The Story
Why it exists.
The beginning
Josh Meyer created An Air Of Despair in 2015 as part of Imaginary Authors' ongoing experiment: what if a fragrance could read like a novel you've never opened? The name itself is the thesis statement. Despair isn't a failure here, it's a mood worth capturing, a chapter worth wearing. Meyer built the composition around three materials that don't naturally agree: saffron's medicinal sharpness, cedar's dry weight, and a musk that refuses to soften either. The result is a fragrance that doesn't comfort. It complicates.
What makes this structure unusual is the absence of any sweetening agent. Most woody-spicy compositions reach for vanilla, tonka, or some resinous warmth to round the edges. An Air Of Despair doesn't. The saffron opens metallic and slightly rubbery, almost industrial, before ceding the stage to cedar that reads more pencil shavings than forest floor. The musk anchors everything close to the skin, creating a drydown that feels like fabric after a long day. It's austere. It's unsentimental. It's also why people either cherish this or can't get past the first hour.
The evolution
The opening is the test. Saffron arrives sharp, almost aggressive, with a metallic quality that smells like ink and metal type. Some people experience this as fascinating. Others experience it as a rubber band left in a drawer too long. Either way, it announces itself, there's no quiet entrance here.

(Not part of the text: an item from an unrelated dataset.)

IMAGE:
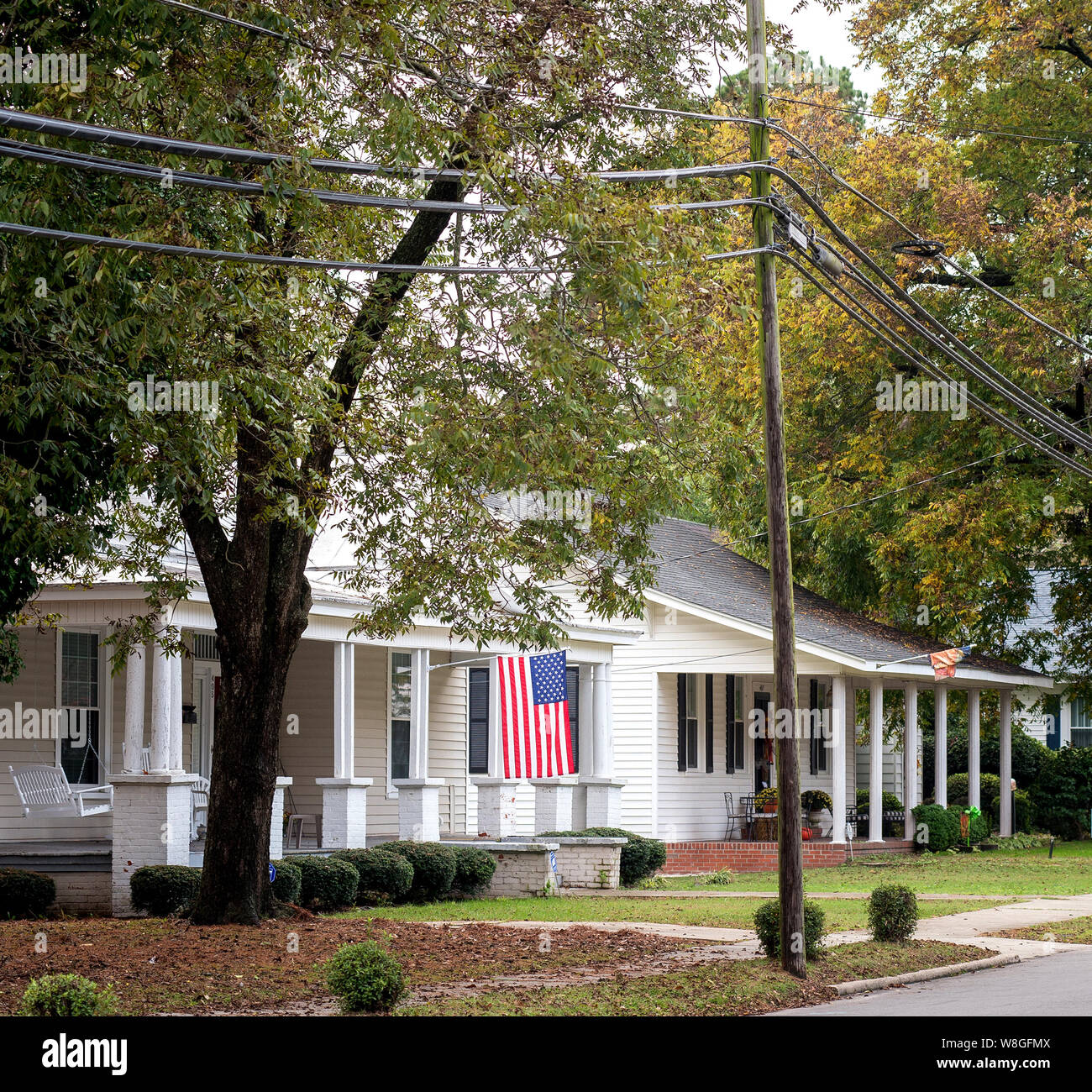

Within twenty minutes, the cedar begins to assert itself, pulling the composition toward dry wood and pencil shavings. The medicinal edge softens but doesn't disappear. By the second hour, the musk takes over, and the fragrance settles into something intimate and powdery, close to the skin rather than filling it. The drydown lasts four to six hours on most skin types, leaving a faint cedar-musk trail that doesn't announce itself. On some skin, it reads as clean. On others, slightly sour. That's the gamble.
Cultural impact
An Air Of Despair occupies an unusual position in the Imaginary Authors catalog: it's one of the house's more confrontational compositions, designed for wearers who want a fragrance to challenge rather than flatter. The name itself signals a departure from the brand's more whimsical offerings. Among niche collectors, it divides opinion, which is precisely the point. This isn't a fragrance for every occasion or every person. It's for the specific hour, the specific mood, the specific wearer's skin. That specificity is what makes it worth discussing.